バンカーパレスホテル
ぼくらは宮殿形態となった“宮龍”のなかに招き入れられた。小さな龍が光球のように瞬きながらふよふよと傍に浮いている。
「君は……パレスティリア、だよね?」
「そう、“ぱられるどー”」
ええと……平行化か。建物でありながらホストでもあると。親切だな。そして便利。
「ありがとう、パレスティリア。ぼくはアイク。あっちにいるのは、ぼくの育った孤児院の子たちと、この地底で知り合ったひとたちだよ」
「へえ、アイクは仲間がいっぱいだね」
仲間か。たしかに、いつの間にか、こんなにいっぱいになってた。ちょっと前に裏切られて、ひとりきりで地の底に落とされたばかりなのに。
隣にいるネルと目が合ったので、小さな龍に引き合わせる。
「この子は、ぼくの友達でアーシュネルだよ」
「よろしく、パレスティリア。あたしのことは、ネルって呼んでね」
「アイクと、ネル? ふたりとも、境界の住人だね」
スレショルド? 聞いたことのない言葉だ。ネルを見ても、首を傾げている。亜人っていう意味かな? 超古代遺産であるパレスティリアにとっては別の観点があるのかもしれないけど。
「ねえ……あなたも、パリィって呼んでいい?」
「うん。ありがとう、すっごく良い名前♪」
遅ればせながら自己紹介などした後、パリィの案内で館内を見せてもらう。
「その先に、お部屋あるから、好きに使ってー?」
「「「わああぁ……♪」」」
吹き抜けの玄関ホールから、二階と三階の回廊が見える。さすがに総勢五十人には手狭かと思ったけど、そんなことはない。城の内部は外見よりも遥かに広くて居心地の良い空間になっていた。
「お風呂は、一階の奥にあるよー」
「「「はーい」」」
「食堂は、一階の奥だよー」
「「「はーい」」」
子供たちのところにも別のパレスティリアが話し掛けている。ネルがぼくを見て、隣に浮いてる宮龍に尋ねる。
「パラレルドって、何体まで出せるの?」
「出そうと思ったら、いーっぱい」
それはすごい。けど、その前に大事なことを訊いておかなくては。
もしかしたら……というか、もしかしなくても、ぼくらが無事に生き延びられるかどうかは、パリィに掛かっているのだから。

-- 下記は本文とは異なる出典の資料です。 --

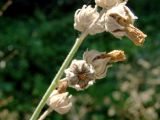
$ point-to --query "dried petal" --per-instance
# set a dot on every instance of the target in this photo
(101, 60)
(100, 65)
(117, 18)
(61, 103)
(116, 55)
(137, 36)
(80, 74)
(84, 18)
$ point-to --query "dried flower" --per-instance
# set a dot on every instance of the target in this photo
(80, 75)
(109, 3)
(101, 60)
(84, 18)
(116, 56)
(61, 103)
(119, 21)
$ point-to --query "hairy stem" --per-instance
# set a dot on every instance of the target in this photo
(63, 67)
(58, 75)
(44, 115)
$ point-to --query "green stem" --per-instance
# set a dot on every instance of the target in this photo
(58, 76)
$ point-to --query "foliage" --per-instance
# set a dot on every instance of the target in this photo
(34, 42)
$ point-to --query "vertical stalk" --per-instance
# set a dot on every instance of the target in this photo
(58, 75)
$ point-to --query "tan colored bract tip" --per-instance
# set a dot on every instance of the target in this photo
(136, 35)
(116, 55)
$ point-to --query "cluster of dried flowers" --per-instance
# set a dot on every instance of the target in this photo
(114, 17)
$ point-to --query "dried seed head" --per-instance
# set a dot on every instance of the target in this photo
(117, 18)
(116, 56)
(80, 75)
(120, 20)
(101, 60)
(100, 65)
(137, 36)
(84, 17)
(61, 103)
(109, 3)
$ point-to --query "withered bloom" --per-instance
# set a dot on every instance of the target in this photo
(84, 17)
(80, 75)
(119, 21)
(101, 61)
(109, 3)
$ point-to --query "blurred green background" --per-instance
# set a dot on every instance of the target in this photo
(35, 38)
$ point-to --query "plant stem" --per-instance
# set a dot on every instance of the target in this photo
(44, 115)
(58, 75)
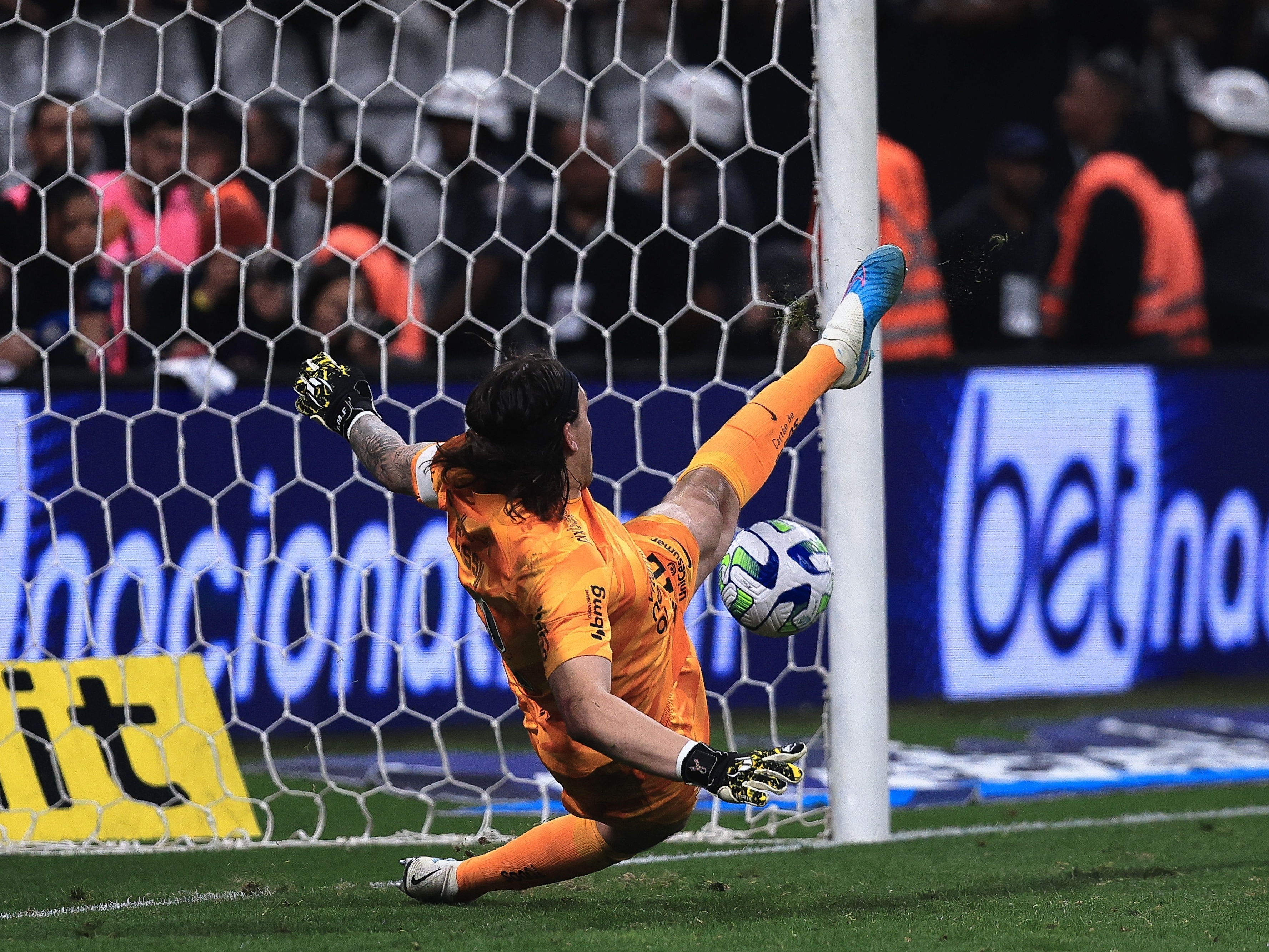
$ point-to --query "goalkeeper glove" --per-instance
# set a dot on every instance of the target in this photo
(333, 394)
(743, 778)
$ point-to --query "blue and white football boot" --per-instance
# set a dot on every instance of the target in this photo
(431, 880)
(875, 287)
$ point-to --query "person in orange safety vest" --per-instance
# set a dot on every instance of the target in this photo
(1129, 271)
(918, 325)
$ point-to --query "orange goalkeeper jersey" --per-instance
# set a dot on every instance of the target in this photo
(549, 592)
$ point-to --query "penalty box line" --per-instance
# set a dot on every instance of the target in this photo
(129, 904)
(791, 847)
(950, 832)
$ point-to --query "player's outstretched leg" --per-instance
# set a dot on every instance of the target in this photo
(747, 449)
(873, 290)
(552, 852)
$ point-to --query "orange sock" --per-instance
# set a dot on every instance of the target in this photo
(749, 445)
(554, 852)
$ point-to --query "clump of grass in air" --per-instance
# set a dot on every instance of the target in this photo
(802, 314)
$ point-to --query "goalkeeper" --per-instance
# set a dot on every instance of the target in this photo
(587, 612)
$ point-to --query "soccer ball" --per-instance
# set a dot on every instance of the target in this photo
(776, 579)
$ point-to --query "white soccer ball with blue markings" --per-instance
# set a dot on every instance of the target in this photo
(776, 579)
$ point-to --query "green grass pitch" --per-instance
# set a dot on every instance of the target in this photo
(1182, 884)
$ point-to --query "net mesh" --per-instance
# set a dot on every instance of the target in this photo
(418, 188)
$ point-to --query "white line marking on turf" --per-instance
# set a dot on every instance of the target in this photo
(788, 847)
(947, 832)
(127, 904)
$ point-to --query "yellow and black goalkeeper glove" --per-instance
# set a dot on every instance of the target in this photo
(743, 778)
(333, 394)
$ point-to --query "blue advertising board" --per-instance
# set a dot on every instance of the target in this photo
(1075, 530)
(1051, 531)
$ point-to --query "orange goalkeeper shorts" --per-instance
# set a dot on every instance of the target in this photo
(620, 795)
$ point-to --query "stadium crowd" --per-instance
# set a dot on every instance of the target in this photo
(1079, 178)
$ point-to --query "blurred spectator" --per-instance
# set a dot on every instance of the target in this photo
(489, 222)
(271, 153)
(588, 292)
(151, 183)
(185, 328)
(191, 316)
(360, 225)
(995, 247)
(1230, 204)
(131, 49)
(698, 121)
(917, 325)
(627, 45)
(1129, 272)
(230, 216)
(49, 134)
(65, 294)
(338, 311)
(270, 318)
(131, 230)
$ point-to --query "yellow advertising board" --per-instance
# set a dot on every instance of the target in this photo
(117, 748)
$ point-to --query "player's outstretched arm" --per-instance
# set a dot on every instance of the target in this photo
(601, 720)
(341, 400)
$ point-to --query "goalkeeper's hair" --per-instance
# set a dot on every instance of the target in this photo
(515, 442)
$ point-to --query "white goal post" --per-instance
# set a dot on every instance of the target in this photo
(853, 449)
(191, 574)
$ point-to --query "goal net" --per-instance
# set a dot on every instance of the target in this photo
(417, 187)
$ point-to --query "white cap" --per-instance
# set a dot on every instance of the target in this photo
(1235, 101)
(707, 101)
(471, 94)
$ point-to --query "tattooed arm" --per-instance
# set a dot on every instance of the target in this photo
(382, 451)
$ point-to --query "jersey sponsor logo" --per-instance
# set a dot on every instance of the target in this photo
(573, 525)
(663, 610)
(597, 615)
(1049, 518)
(676, 574)
(791, 423)
(131, 748)
(540, 630)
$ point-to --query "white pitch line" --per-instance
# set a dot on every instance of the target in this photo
(185, 899)
(788, 847)
(946, 832)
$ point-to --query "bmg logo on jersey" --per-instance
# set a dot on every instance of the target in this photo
(1049, 516)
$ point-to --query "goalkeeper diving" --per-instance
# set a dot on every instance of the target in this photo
(587, 612)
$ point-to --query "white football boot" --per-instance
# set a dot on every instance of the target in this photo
(431, 880)
(875, 287)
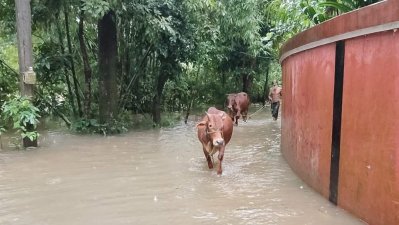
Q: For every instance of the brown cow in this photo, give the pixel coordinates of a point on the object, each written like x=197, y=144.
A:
x=238, y=105
x=214, y=133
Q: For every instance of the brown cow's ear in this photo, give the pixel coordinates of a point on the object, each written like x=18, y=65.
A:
x=223, y=115
x=202, y=123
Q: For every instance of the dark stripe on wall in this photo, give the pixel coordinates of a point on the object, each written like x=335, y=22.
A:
x=337, y=115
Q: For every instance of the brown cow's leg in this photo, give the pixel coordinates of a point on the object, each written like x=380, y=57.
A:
x=220, y=157
x=208, y=159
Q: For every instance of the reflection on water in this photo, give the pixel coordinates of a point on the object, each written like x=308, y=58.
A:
x=158, y=177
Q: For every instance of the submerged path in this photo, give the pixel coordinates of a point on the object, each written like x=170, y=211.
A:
x=159, y=177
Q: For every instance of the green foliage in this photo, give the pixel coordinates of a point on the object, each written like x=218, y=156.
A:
x=91, y=126
x=96, y=8
x=23, y=114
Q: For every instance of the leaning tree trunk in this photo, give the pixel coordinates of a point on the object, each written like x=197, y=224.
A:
x=108, y=54
x=86, y=66
x=156, y=107
x=73, y=71
x=24, y=34
x=66, y=75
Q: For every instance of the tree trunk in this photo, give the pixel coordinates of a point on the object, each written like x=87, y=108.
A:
x=66, y=75
x=266, y=85
x=86, y=66
x=156, y=107
x=108, y=54
x=25, y=58
x=74, y=78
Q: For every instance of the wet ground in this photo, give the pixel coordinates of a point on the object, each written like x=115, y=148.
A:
x=159, y=177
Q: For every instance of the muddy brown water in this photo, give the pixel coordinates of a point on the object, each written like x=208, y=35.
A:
x=159, y=177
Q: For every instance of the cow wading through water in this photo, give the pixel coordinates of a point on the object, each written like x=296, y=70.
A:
x=237, y=105
x=214, y=133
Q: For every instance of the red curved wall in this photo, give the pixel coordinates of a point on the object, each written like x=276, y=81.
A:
x=368, y=178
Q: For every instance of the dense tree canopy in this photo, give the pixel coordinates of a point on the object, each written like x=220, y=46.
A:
x=101, y=61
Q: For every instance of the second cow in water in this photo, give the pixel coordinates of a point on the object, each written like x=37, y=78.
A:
x=237, y=105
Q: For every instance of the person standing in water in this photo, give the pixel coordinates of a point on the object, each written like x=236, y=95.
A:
x=275, y=95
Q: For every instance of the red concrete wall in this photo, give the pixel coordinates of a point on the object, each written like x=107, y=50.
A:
x=369, y=161
x=308, y=86
x=368, y=180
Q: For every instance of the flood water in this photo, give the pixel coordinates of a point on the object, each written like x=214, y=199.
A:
x=159, y=177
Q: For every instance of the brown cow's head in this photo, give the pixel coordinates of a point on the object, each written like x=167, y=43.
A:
x=214, y=127
x=231, y=104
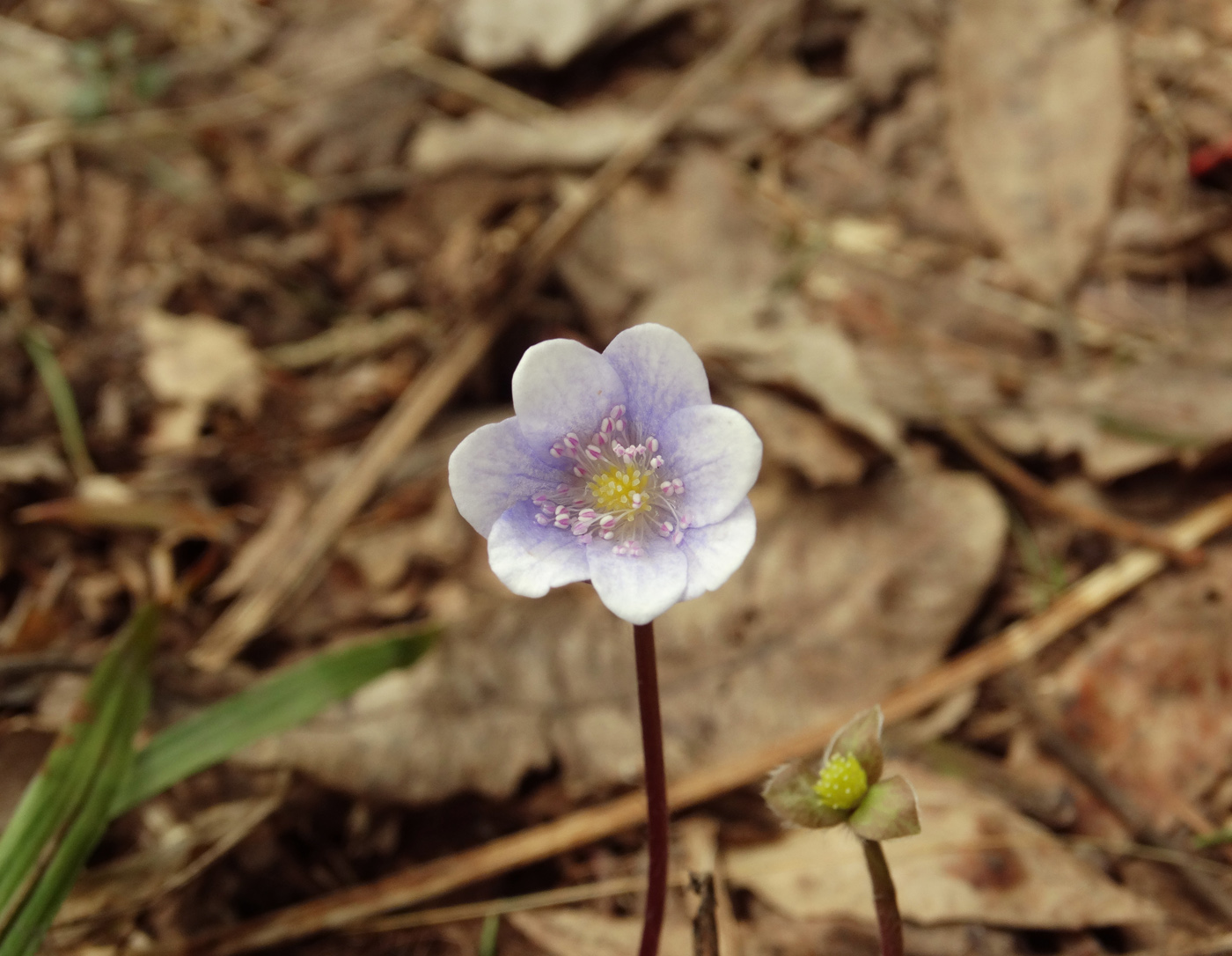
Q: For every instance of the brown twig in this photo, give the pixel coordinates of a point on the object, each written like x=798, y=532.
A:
x=1082, y=765
x=418, y=406
x=706, y=918
x=24, y=666
x=418, y=884
x=1024, y=483
x=656, y=787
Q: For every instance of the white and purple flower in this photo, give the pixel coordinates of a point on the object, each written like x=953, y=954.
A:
x=616, y=468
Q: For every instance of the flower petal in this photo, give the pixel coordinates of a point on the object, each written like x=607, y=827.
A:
x=529, y=558
x=889, y=810
x=860, y=738
x=716, y=551
x=638, y=589
x=715, y=451
x=661, y=371
x=561, y=386
x=790, y=793
x=490, y=469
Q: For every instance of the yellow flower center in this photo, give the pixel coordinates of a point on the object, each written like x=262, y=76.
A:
x=841, y=783
x=613, y=489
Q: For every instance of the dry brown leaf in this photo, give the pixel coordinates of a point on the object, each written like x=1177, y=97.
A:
x=484, y=138
x=800, y=438
x=36, y=71
x=384, y=554
x=33, y=463
x=1148, y=696
x=699, y=259
x=977, y=860
x=1038, y=126
x=180, y=853
x=21, y=755
x=252, y=561
x=495, y=33
x=846, y=594
x=889, y=47
x=191, y=363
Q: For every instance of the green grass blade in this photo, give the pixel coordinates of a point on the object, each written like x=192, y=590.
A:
x=63, y=403
x=65, y=808
x=55, y=796
x=489, y=934
x=40, y=907
x=276, y=703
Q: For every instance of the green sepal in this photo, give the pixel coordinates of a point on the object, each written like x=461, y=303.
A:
x=889, y=810
x=790, y=793
x=860, y=737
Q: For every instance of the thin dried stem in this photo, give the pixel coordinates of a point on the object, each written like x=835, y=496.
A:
x=656, y=787
x=1020, y=481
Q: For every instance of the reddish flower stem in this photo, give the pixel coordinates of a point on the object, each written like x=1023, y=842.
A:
x=656, y=786
x=890, y=924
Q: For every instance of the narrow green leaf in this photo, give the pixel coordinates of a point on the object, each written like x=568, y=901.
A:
x=65, y=808
x=275, y=703
x=489, y=935
x=63, y=403
x=40, y=907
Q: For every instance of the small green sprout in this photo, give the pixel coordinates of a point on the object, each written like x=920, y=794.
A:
x=846, y=786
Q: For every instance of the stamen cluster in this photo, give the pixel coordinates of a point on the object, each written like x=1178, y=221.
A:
x=620, y=488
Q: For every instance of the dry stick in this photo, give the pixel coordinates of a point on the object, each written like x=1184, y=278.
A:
x=890, y=924
x=1008, y=472
x=418, y=406
x=1081, y=764
x=656, y=787
x=418, y=884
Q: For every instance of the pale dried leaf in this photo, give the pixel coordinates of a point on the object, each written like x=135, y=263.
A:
x=977, y=860
x=36, y=70
x=252, y=562
x=700, y=260
x=495, y=33
x=1166, y=656
x=384, y=554
x=576, y=139
x=1038, y=126
x=31, y=463
x=800, y=438
x=844, y=595
x=191, y=363
x=133, y=881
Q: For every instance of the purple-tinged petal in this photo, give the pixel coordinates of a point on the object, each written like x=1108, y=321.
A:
x=530, y=560
x=561, y=386
x=661, y=371
x=716, y=551
x=490, y=469
x=717, y=455
x=638, y=589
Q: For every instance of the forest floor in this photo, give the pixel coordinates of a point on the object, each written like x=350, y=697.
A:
x=964, y=265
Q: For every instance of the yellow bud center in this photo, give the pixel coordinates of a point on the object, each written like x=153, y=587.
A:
x=613, y=488
x=841, y=783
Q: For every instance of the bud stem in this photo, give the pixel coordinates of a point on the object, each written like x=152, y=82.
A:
x=656, y=787
x=890, y=924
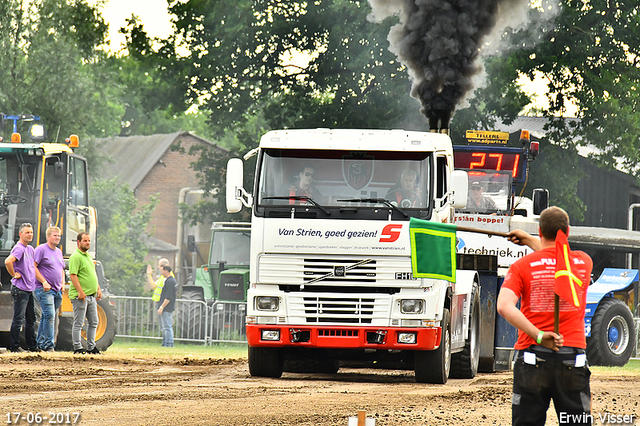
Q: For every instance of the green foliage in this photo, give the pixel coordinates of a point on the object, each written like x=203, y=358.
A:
x=589, y=56
x=121, y=235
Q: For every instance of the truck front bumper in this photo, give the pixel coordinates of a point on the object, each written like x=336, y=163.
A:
x=342, y=337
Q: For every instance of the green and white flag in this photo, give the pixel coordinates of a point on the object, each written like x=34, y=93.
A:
x=433, y=249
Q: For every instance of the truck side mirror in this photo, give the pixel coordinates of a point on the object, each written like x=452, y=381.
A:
x=460, y=188
x=235, y=173
x=540, y=200
x=191, y=243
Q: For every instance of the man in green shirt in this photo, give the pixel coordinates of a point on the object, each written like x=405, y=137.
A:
x=84, y=294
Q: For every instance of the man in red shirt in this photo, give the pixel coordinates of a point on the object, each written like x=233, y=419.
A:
x=547, y=365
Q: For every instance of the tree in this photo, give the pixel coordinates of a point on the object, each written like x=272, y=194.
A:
x=48, y=67
x=121, y=242
x=590, y=57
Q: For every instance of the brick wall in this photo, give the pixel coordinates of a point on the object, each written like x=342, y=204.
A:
x=167, y=179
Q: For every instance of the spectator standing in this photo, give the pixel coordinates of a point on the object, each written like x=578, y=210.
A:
x=21, y=267
x=49, y=265
x=166, y=306
x=548, y=365
x=156, y=285
x=84, y=294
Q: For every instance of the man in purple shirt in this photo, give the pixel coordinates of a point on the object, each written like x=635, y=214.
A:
x=21, y=267
x=49, y=280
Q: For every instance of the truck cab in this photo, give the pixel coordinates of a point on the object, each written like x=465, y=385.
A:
x=331, y=276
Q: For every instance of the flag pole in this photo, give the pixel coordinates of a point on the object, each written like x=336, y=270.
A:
x=556, y=314
x=482, y=231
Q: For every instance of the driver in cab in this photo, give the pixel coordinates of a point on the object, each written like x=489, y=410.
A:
x=478, y=201
x=404, y=193
x=304, y=186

「ねえ、ぼくらを助けてくれるのは、ありがたいと思ってる。けど、どうして助けてくれたの?」
「どうして、って? だって、ぼくを助けてくれたでしょ?」
「それは、そうだけど」
ぼくは、自分たちの事情を正直に話す。地上にあった王国で、ひどい暮らしを強いられてきたこと。みんな襲われたり使い捨てられたりで、その結果としてここにいること。
「王国は、“紅玉の魔珠”っていう、亜人を苦しめる力を持った石を手に入れたんだよ。これから地上は戦争になる。獣人の国と、ドワーフの国、エルフの国。王国は全部の国に攻め込んで、土地と人と財産を奪おうとしてる」
「せんそう? なんで?」
「元々は、自分たちのものだって思ってるから」
宮龍には、ぼくの説明がいまひとつ理解できないみたいだ。内容が難しいとかではなく、“どうしてそんなことをしなくてはいけないのか”、みたいなところで。
長い歴史のなかの“奪って奪い返して”という経緯は当人たちにとっては重要な問題かもしれないが、傍から見ると大勢が殺し合ってまで必要なことなのかとは思う。
「パリィは、その三つの国の王様と知り合いなんでしょう? 戦争になったら、助けに行ったりするの?」
「ううん。王様たち、強いから大丈夫だよ?」
ネルの質問は、あっさりと否定された。だとしたら、三国の王たちが、“ただの魔法人形みたいな感じ”だった宮龍をこんな“高機能特化人工生命体”に仕上げたのは何のためなんだろう。
「ぼくね、王様たちと、ひとつだけ約束したの。これだけは、どうしても守りなさいって」
「うん?」
「“仲間を見付けて、幸せになること”」
そういって、小さな龍は笑った。